Scurto placed 20,000 square feet of floor on each of the three days of construction. The placing and finishing process was completed in a manner consistent with current big box floor construction: a 3-D laser screed struck off the concrete, workers used pan floats mounted on riding trowel machines weighing between 1500 to 3000 pounds for the first couple passes, followed by several passes with steel blades (increasing the blade angle with each pass), and finally using plastic trowel blades to provide a burnish finished. Jay Allen, president of Allen Engineering, Paragould, Ark., says the static weight of their 1660-pound riding trowel (add 200 pounds for the operator) is 323 pounds per square inch with steel blades pitched to their sharpest angle. But the pressure applied to the concrete surface is probably higher when the true contact pitches and forces of the blades agitating the concrete are considered.

Additionally, finishers working on kneeboards hand-finished concrete located around steel columns and alongside exterior walls of the building.

The top 1/8 inch

Hard-troweling the floor affected the top 1/8 inch of the floor slab the most. The troweling machines “compression dewatered” the floor surface, forcing a little water to the surface and the rest into the fresh concrete below. This dewatering process left the surface layer with an extremely low w/c ratio. The dark appearance of this surface layer is due to the low w/c ratio restricting cement hydration and concentrating cement particles—the cement acting as a dark gray pigment. The lighter gray color of non-hard-troweled floor surfaces is caused by the higher w/c ratio at the surface and in some cases by carbonation—calcium hydroxide (CH) in solution moves through capillaries to the surface where it combines with atmospheric carbon dioxide (CO2). However, hard-troweled surfaces greatly reduce the interconnectivity and size of capillaries and pores, thereby restricting the movement of CH to the surface. Dense, hard-troweled surfaces carbonate very slowly.

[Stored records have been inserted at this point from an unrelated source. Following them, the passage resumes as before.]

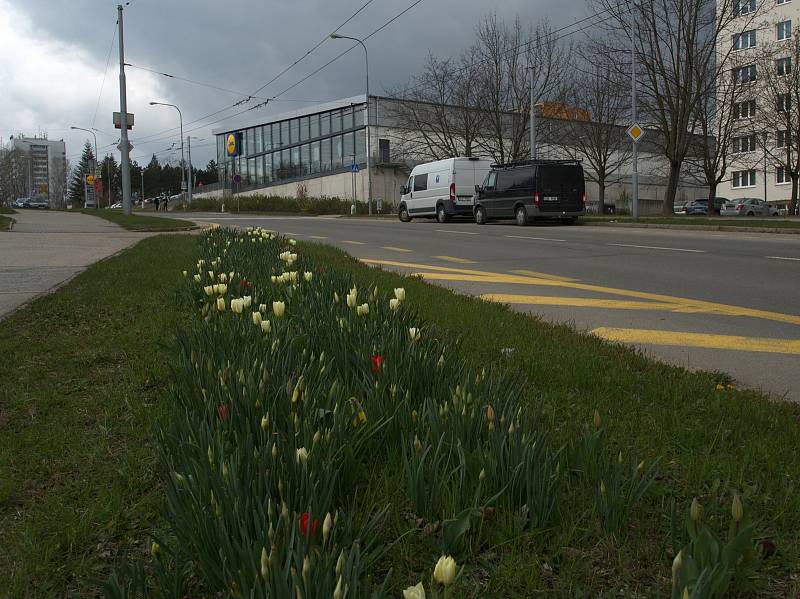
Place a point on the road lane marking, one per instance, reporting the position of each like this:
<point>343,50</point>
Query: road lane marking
<point>541,275</point>
<point>456,260</point>
<point>656,247</point>
<point>577,302</point>
<point>686,304</point>
<point>534,238</point>
<point>702,340</point>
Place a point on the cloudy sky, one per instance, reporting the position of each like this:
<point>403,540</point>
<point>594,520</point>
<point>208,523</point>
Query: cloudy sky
<point>53,57</point>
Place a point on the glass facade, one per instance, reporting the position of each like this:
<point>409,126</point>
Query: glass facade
<point>311,145</point>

The hard-troweling process compresses the surface and removes pores that are usually visible in the microscope. The dark 1/8-inch-thick layer can be seen at the top of the core in the top photo on page 32. At a magnifacation of 45X, the scanning electron microscope photo on page 31 shows the top ¼-inch profile of the floor. The white colored grains of material congregated at the top are residual unhydrated cement particles. (The particles appear white with the microscope but are dark to the naked eye.) The high concentration of hard particles provides further evidence of the low w/c ratio.

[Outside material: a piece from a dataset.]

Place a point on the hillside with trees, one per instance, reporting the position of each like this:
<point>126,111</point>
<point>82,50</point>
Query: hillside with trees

In a normal concrete mixing process, there are always residual particles of cement scattered throughout fresh concrete. Steve Lewis, a chemist for Lehigh Cement, Doraville, Ga., points out the finishing process causes a buildup of cement paste and fine aggregate at the surface, increasing the concentration of residual cement particles.

With most of the water pressed out of the surface during finishing, there is no opportunity for most of these particles to produce hydrate material.